The disposition of curcumin in blood plasma and lung tissue following intranasal administration is unknown in rodents and human both. Therefore, we aimed to determine achievable levels of curcumin in mouse plasma following nasal administration. In particular, lungs are the affected organ in airway inflammations, and due to highly vascular nature of nasal mucosa, the idea is to study the absorption of curcumin directly to the lungs for suppressing airway inflammations in asthma.

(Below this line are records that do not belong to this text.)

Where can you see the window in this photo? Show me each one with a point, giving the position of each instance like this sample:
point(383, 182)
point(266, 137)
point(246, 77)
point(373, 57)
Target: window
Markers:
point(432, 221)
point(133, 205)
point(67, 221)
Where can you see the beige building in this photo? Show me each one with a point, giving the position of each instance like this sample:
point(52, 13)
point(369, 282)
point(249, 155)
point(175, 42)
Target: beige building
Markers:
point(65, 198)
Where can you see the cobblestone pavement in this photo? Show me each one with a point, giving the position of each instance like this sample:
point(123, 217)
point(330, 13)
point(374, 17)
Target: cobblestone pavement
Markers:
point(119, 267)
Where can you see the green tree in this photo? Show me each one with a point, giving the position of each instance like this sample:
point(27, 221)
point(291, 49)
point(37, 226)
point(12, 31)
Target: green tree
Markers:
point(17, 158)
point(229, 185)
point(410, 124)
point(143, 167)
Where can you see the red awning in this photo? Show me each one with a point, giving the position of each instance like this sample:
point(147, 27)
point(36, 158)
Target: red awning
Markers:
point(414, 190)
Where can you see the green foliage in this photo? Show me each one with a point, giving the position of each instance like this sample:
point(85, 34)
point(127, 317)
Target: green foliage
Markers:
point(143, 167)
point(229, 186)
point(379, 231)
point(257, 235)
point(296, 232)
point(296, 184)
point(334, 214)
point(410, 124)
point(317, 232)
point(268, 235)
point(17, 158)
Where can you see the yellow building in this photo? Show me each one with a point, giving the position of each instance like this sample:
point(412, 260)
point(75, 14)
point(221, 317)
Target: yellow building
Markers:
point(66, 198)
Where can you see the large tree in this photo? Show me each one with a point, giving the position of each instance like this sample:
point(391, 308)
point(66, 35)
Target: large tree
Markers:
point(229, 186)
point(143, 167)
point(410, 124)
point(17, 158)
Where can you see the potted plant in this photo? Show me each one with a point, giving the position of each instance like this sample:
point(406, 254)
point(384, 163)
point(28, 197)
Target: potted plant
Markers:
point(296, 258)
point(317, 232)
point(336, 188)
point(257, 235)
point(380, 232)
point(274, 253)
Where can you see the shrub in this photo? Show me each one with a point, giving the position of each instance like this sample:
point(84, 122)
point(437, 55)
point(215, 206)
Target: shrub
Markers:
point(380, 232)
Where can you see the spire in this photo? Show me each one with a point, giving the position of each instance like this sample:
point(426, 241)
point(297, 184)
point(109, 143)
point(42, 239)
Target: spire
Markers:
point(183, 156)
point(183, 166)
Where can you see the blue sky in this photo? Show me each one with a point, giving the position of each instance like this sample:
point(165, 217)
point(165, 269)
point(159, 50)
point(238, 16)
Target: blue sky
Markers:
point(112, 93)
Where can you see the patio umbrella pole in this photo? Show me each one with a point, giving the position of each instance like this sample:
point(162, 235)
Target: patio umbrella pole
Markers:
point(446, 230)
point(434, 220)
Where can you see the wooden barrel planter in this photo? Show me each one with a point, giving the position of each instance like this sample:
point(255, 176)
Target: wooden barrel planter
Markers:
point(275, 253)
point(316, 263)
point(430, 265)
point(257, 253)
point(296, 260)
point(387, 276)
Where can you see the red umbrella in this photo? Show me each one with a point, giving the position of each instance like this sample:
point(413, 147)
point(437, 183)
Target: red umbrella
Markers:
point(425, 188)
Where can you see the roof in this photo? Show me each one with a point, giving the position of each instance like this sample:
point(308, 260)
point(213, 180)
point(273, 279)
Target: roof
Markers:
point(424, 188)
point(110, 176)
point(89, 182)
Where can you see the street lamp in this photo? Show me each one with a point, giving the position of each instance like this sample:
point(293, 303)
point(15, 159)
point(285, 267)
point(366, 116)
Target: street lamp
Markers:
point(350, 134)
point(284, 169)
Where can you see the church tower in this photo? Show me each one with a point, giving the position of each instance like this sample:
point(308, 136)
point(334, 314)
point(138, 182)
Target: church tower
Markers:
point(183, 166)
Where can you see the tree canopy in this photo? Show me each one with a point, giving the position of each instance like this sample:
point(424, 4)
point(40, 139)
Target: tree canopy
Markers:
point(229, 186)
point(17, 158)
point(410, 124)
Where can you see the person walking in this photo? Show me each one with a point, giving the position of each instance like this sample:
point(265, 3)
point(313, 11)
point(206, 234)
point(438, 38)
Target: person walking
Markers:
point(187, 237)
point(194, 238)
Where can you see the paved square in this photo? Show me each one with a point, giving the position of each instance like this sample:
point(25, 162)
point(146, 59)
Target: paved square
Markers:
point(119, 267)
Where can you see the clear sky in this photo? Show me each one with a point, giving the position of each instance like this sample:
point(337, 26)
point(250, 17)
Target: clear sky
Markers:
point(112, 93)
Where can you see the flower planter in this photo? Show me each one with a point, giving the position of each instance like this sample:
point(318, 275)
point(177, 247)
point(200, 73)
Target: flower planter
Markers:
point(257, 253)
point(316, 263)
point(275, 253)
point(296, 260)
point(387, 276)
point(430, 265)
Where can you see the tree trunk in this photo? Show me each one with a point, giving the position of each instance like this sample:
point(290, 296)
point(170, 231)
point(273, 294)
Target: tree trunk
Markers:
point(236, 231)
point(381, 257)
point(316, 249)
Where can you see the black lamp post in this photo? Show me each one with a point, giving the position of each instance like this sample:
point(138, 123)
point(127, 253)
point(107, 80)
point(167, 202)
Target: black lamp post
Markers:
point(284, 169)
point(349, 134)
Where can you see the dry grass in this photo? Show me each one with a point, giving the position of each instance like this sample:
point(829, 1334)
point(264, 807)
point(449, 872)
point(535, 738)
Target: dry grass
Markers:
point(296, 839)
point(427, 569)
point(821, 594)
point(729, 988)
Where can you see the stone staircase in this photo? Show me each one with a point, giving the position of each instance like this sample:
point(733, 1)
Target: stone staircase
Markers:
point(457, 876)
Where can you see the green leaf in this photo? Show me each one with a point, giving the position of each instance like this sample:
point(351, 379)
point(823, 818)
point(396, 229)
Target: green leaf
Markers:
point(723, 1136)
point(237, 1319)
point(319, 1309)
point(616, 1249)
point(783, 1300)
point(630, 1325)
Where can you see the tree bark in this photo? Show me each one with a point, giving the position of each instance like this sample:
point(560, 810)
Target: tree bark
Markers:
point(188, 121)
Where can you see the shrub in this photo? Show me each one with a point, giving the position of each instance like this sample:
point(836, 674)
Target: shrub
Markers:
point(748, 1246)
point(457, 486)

Analytical methods to determine curcumin concentrations in biological samples has been reported, which include liquid chromatography (LC) with UV [41], [42] and tandem mass spectrometric detection [43], [44]. In the present study, we have evaluated curcumin in mouse plasma and lung tissue after intranasal administration. Earlier studies have detected curcumin in plasma after intraperitoneal injection at higher doses (100–-200 mg/kg, i.p.) other than therapeutic dose (10–-20 mg/kg, i.p.), but here curcumin has been detected in plasma and lungs both at same therapeutic dose (5 mg/kg, i.n.), where it has shown anti-inflammatory potential by inhibiting bronchoconstriction and airway inflammation both. Inhibition in histamine and eosinophil peroxidase (EPO) release as markers of inflammation has been observed at similar doses.